Revenge not the answer to Islamophobia, says Pakistan minister

Exclusive Revenge not the answer to  Islamophobia, says Pakistan minister
Pakistan Information Minister Fawad Chaudhry during the interview with Arab News. (AN photo by Yazeed Alsamrani)
Updated 29 March 2019

Revenge not the answer to Islamophobia, says Pakistan minister

Revenge not the answer to  Islamophobia, says Pakistan minister
  • Deadly New Zealand mosque attacks were ‘unfortunate’
  • ‘Huge mistake’ linking Muslims with terrorism

RIYADH: Revenge is not the answer to Islamophobia, Pakistan’s information minister told Arab News in an interview.

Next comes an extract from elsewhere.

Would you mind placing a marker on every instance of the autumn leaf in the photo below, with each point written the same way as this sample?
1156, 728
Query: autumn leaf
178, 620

Fawad Chaudhry was in Riyadh at the invitation of Saudi Culture Minister Prince Badr bin Abdullah bin Farhan, and spoke about Islamophobia and terrorism weeks after an attack on two mosques killed 50 Muslims in New Zealand.

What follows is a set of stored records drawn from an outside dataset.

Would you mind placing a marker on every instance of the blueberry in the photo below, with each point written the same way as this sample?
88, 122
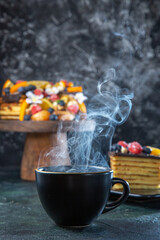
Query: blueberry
21, 90
30, 88
53, 117
7, 91
51, 110
27, 117
115, 148
61, 102
146, 150
77, 117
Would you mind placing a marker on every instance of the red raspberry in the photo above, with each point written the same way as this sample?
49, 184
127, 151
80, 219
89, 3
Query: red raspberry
74, 108
135, 148
65, 82
123, 144
54, 97
19, 81
37, 92
35, 109
45, 94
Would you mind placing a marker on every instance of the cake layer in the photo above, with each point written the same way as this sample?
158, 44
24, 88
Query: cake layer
149, 180
9, 117
137, 186
138, 170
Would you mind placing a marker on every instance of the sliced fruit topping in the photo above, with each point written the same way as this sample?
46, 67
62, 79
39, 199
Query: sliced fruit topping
38, 92
30, 88
54, 97
74, 108
50, 110
154, 151
35, 109
115, 148
123, 144
146, 150
22, 90
46, 104
82, 107
53, 117
27, 117
135, 148
75, 89
19, 81
41, 116
38, 84
15, 87
7, 84
23, 109
61, 103
124, 150
6, 90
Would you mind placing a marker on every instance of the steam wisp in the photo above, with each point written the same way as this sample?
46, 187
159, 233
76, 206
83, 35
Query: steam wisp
88, 139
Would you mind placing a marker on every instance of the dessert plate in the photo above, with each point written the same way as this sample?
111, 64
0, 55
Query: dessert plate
140, 195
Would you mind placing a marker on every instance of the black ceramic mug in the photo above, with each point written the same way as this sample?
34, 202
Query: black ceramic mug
76, 199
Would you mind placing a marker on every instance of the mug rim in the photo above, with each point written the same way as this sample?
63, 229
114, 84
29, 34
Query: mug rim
108, 170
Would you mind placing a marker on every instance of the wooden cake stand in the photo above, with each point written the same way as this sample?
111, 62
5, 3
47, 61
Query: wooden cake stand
42, 135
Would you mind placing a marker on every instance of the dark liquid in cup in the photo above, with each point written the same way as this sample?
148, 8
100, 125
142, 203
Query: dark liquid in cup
73, 169
73, 197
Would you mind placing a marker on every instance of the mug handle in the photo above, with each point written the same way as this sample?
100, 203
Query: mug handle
122, 198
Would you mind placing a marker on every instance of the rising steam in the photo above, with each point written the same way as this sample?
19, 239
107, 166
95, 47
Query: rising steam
88, 139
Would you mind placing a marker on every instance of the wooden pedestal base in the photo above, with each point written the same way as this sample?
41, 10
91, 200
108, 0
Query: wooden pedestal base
35, 143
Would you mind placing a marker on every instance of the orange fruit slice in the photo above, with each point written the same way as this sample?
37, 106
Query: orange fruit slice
38, 84
7, 83
75, 89
45, 104
18, 85
154, 151
23, 109
41, 116
82, 107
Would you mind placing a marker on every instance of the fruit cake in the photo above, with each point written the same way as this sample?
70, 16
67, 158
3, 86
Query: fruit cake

“What happened in New Zealand was obviously very unfortunate, and this Islamophobia that Europe is going through, what answer can we have for that? Should we think in terms of revenge? The answer is no,” he told Arab News. 

“The Muslim population in the world is 1.3 billion. If such a big population thinks of revenge, this means bloodshed for the whole world. So how do you answer to this phenomenon? The answer is through culture.”

He praised Saudi Arabia’s efforts to promote its culture and combating Islamophobia through culture.

“Cultural integration is the best option, through which you can make people understand you,” the minister said. 

“Unfortunately the continuous use of the term Islamic terrorism has created this phenomenon of Islamophobia. Terrorism could not be related to any religion, but Europe did (make) a huge mistake by affiliating terrorism with Muslims.”

Cultural exchange

The minister said he and Prince Badr discussed the importance of cultural exchange. He added that Pakistan was ready to help the Kingdom following the Ministry of Culture’s bid to further help the arts. The initiatives include prizes, scholarship programs and a fund.

“Saudi Arabia needs academies. Pakistan and Saudi Arabia share the same family values, the same culture as well as modern values and the same religious ethos. We can help Saudi Arabia in a big way, if Saudi Arabia would like to make an academy of performing arts in Riyadh, we will be more than happy to do that. Saudi Arabia’s leadership thinking doesn’t only affect Saudi Arabia, it affects the whole of the Muslim ummah (community). Such progressive thinking and modernization is important for the ummah,” Chaudhry said.

He said Pakistani society was getting back on track after years of domestic instability. 

The Taliban had targeted artists in Khyber Pakhtunkhwa province but there were efforts to revive their culture and promote it, he added.